Die elendig quälende Frage nach dem Geschenk für den Liebsten oder die Liebste – jaja, wir schenken uns nichts dieses Jahr. Wollten wir in den letzten Jahren ja auch nicht – und dummerweise stand mindestens einmal der Mann wie Karl der Nackte da. Dieses Jahr nicht! Da quälen sich die Männer dann doch lieber mit dieser Frage rum, als wieder mit leeren Händen dazustehen… Obwohl das ja auch nicht so ganz stimmt: es ist ja doch immer noch die tollste Frau an des Mannes Seite, sodass man(n) ja eigentlich für sich nicht mit leeren Händen dasteht, aber irgendwie doch… Immerhin scheint es ja um das Beschenken zu gehen.

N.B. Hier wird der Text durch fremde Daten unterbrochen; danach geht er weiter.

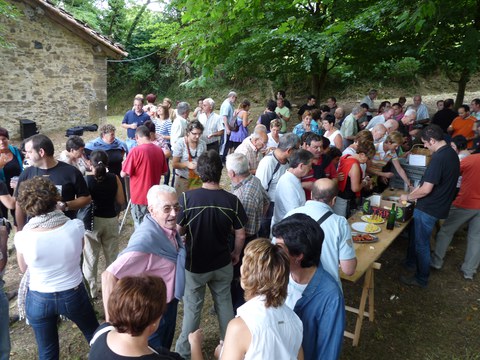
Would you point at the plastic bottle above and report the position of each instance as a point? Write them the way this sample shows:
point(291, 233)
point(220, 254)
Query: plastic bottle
point(391, 218)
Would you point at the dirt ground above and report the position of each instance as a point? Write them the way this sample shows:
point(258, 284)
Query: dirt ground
point(439, 322)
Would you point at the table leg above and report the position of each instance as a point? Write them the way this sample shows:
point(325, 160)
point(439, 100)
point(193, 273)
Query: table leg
point(368, 292)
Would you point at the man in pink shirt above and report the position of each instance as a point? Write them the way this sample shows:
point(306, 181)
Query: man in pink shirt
point(145, 164)
point(155, 248)
point(465, 209)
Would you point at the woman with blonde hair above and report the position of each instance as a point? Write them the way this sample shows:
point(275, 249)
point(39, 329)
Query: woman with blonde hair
point(50, 247)
point(265, 328)
point(385, 156)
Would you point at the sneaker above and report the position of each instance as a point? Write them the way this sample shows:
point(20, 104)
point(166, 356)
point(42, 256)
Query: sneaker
point(411, 281)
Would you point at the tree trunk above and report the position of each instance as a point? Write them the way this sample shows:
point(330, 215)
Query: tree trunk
point(462, 85)
point(319, 76)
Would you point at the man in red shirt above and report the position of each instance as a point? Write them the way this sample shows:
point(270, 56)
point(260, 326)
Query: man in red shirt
point(465, 209)
point(322, 165)
point(145, 164)
point(464, 124)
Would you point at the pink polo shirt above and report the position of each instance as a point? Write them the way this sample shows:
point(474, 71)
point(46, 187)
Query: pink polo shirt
point(139, 263)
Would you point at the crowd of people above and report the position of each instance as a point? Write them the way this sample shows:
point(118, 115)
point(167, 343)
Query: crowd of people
point(269, 249)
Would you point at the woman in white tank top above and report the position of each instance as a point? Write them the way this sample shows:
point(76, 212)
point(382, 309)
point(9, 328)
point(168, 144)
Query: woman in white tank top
point(265, 328)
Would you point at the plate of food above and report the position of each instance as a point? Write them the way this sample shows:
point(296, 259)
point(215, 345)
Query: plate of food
point(366, 227)
point(360, 238)
point(373, 219)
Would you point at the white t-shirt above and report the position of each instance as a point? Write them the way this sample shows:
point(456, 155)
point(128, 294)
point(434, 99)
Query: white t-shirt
point(53, 256)
point(277, 333)
point(295, 291)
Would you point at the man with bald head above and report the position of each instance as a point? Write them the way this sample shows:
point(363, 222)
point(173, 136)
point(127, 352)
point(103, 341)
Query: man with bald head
point(378, 133)
point(337, 246)
point(391, 125)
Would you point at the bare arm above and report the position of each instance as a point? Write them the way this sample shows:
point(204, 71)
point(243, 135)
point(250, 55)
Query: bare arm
point(348, 266)
point(3, 247)
point(400, 171)
point(237, 340)
point(108, 282)
point(418, 193)
point(239, 242)
point(119, 196)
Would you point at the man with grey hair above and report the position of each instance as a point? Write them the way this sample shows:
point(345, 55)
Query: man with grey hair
point(255, 201)
point(350, 126)
point(290, 194)
point(251, 147)
point(180, 123)
point(213, 125)
point(379, 133)
point(155, 248)
point(337, 248)
point(380, 119)
point(226, 112)
point(269, 171)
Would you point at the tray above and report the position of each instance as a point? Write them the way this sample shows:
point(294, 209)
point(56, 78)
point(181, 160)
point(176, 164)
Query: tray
point(361, 227)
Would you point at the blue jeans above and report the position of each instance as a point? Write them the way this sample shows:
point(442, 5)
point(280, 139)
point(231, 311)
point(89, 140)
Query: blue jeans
point(419, 246)
point(131, 143)
point(163, 337)
point(4, 323)
point(43, 310)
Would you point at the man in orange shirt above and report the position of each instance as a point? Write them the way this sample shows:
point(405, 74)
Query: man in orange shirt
point(465, 209)
point(463, 124)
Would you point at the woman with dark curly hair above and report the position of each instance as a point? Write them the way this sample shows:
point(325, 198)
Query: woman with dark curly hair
point(136, 306)
point(49, 249)
point(265, 328)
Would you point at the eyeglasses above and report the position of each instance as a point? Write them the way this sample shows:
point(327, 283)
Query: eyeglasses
point(167, 209)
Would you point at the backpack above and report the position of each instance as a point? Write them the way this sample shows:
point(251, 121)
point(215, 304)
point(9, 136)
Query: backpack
point(233, 123)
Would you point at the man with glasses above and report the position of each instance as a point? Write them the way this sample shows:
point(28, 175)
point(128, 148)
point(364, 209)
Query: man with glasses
point(434, 197)
point(208, 217)
point(251, 147)
point(155, 248)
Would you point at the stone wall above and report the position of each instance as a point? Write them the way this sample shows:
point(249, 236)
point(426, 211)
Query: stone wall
point(50, 75)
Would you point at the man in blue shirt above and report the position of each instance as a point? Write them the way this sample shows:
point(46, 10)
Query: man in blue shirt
point(313, 293)
point(133, 119)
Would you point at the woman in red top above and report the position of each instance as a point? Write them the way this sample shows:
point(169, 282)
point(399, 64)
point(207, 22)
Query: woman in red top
point(352, 183)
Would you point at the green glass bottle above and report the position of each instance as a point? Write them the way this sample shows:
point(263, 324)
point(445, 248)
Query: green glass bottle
point(391, 218)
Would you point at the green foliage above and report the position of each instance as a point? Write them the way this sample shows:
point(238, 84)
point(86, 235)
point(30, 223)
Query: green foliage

Was hat man nicht alles noch zu tun so kurz vor Weihnachten??

Irgendwie zu hoffen, dass das Weihnachtsessen bei den Schwiegereltern nicht im Desaster inkl. Kreuzverhör endet. Und das obwohl man sich wieder, kreativ wie eh und je, mit einer guten Flasche Wein bewaffnet hat, um alles irgendwie smooth anzugehen.

Was hat man nicht alles noch zu tun so kurz vor Weihnachten??

Kurz mal drüber aufregen, dass alle anderen so unentspannt sind, nur um sich wenige Augenblicke später dabei zu ertappen, dass man selbst auch nicht der letzte Mohikaner der Gelassenheit ist.
Sei es an der Kasse im Supermarkt, wenn die Konditionierung unserer Gesellschaft auf „höher, schneller, weiter“ bei der Kassiererin vermeintlich nicht angekommen ist – sie aber einfach ein nettes Wort und ein freundliches Lächeln für ihren Kunden übrig hat. Oder über die Spendensammler für das Kinderhilfswerk um die Ecke, die sich bei Wind und Wetter für eine gute, mehrwertbietende Sache die Beine in den Bauch stehen, sich eine Abfuhr nach der anderen einfangen und trotzdem den nächsten Menschen mit einem Lächeln aus Überzeugung ansprechen.

Da sag ich ganz ehrlich: DANKE!

Warum sich aber erst kurz vor Weihnachten und dem damit verbundenen Beginn der Besinnlichkeit und Entschleunigung eben jene quälenden Fragen stellen und mit der Suche nach Antworten beginnen?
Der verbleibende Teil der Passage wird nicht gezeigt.